You are a Data Scientist supporting a large consumer product (e.g., YouTube). A team ships a change intended to reduce client-side latency.
Part A — Experiment design (latency → business impact)
-
Propose an
A/B test
to estimate the causal impact of reduced latency on user engagement.
-
Define:
-
Primary metric(s)
(at least one), and why they are sensitive to latency.
-
Diagnostic metrics
to understand where changes come from.
-
Guardrail metrics
(quality/revenue/reliability) to avoid shipping regressions.
-
Describe:
-
Unit of randomization (user/device/session) and why.
-
Power/MDE approach and what variance drivers you’d account for.
-
Key threats to validity (e.g., novelty, network effects, logging changes, missing data).
Part B — Variance reduction
What techniques would you use to reduce variance (or improve sensitivity) in this experiment? Explain when each is appropriate (e.g., CUPED, stratification, winsorization, triggering, clustered standard errors).
Part C — Diagnosing a ratio metric change
Suppose leadership cares about a ratio metric like CTR = clicks / impressions, or conversion rate = purchases / sessions.
-
If the ratio moved by +0.3%, outline a structured approach to diagnose
why
it changed.
-
Explain how you would decompose the change into numerator/denominator effects and guard against misleading interpretations (e.g., Simpson’s paradox).
Part D — When randomization is not possible (propensity score matching)
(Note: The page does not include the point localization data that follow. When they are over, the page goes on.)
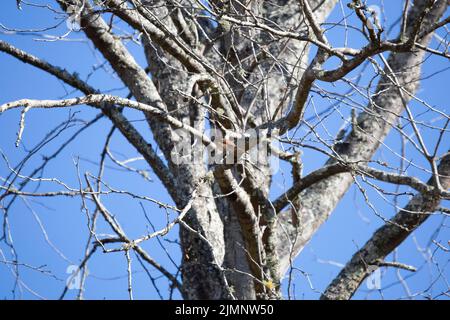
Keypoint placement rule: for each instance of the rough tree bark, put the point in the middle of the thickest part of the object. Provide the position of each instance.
(236, 67)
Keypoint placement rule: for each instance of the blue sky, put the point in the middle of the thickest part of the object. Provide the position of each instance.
(64, 220)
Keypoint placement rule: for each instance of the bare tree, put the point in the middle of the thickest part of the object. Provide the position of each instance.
(235, 81)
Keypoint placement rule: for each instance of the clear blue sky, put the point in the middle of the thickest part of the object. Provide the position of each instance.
(65, 222)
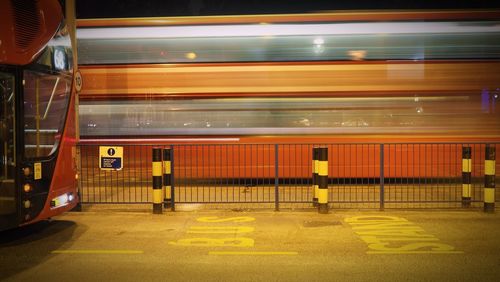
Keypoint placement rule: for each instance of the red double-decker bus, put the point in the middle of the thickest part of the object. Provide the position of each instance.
(38, 176)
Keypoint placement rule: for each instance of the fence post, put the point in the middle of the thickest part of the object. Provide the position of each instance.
(323, 180)
(167, 189)
(276, 179)
(157, 190)
(315, 175)
(172, 180)
(382, 180)
(489, 179)
(466, 176)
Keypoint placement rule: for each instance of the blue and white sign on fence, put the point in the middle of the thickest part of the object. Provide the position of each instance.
(110, 158)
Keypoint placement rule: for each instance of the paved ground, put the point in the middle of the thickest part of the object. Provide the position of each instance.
(222, 245)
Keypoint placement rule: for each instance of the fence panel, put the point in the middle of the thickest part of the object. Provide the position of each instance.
(399, 175)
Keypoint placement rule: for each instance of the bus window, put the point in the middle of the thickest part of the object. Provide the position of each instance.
(7, 145)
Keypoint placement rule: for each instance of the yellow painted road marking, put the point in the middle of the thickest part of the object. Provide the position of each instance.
(220, 229)
(414, 252)
(395, 235)
(215, 242)
(216, 219)
(236, 253)
(99, 252)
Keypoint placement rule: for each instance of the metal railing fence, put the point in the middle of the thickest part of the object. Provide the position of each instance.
(396, 175)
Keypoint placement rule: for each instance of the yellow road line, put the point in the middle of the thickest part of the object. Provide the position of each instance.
(412, 252)
(99, 252)
(250, 253)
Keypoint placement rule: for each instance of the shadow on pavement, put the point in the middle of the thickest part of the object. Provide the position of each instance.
(27, 246)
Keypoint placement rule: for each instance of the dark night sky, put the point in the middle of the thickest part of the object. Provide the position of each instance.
(158, 8)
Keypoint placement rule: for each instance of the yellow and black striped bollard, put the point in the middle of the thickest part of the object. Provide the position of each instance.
(167, 186)
(157, 191)
(315, 176)
(489, 179)
(323, 180)
(466, 177)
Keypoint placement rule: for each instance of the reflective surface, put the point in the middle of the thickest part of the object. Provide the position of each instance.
(47, 88)
(7, 150)
(432, 114)
(290, 42)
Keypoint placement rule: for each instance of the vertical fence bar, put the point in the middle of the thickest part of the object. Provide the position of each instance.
(172, 179)
(167, 185)
(157, 187)
(382, 192)
(489, 179)
(276, 179)
(466, 176)
(315, 175)
(323, 180)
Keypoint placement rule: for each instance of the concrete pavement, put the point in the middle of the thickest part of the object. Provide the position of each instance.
(133, 245)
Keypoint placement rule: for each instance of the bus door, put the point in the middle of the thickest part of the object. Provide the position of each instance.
(8, 202)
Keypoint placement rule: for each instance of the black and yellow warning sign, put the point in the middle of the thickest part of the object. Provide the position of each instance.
(110, 158)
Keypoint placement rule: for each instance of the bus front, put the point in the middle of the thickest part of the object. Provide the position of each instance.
(37, 119)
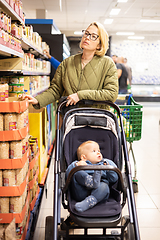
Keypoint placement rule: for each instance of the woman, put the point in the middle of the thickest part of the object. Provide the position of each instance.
(87, 75)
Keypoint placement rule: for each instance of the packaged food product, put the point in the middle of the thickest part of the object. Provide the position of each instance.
(19, 230)
(10, 231)
(31, 175)
(17, 87)
(15, 204)
(4, 150)
(8, 178)
(24, 195)
(26, 116)
(25, 169)
(0, 178)
(19, 176)
(2, 92)
(15, 149)
(1, 232)
(15, 94)
(21, 120)
(4, 204)
(6, 91)
(21, 79)
(30, 196)
(14, 80)
(23, 146)
(10, 121)
(1, 122)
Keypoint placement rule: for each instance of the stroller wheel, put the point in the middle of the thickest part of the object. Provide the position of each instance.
(129, 231)
(135, 187)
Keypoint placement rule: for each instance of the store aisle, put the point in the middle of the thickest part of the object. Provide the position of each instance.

Assume you cannot randomize the latency change (e.g., it rolled out selectively due to infra constraints). You only observe that some users experienced lower latency than others.
-
Describe how you would use
propensity score matching (PSM)
to estimate the impact of latency on engagement.
-
List the assumptions required for PSM to be credible and how you would validate/sensitivity-test them.
Assumptions
-
You can define a pre-period to compute baselines/covariates.
-
Logging is available for latency, exposure, and key engagement outcomes.
-
Timezone: use a consistent reporting timezone (e.g., UTC) for daily metrics to avoid boundary artifacts.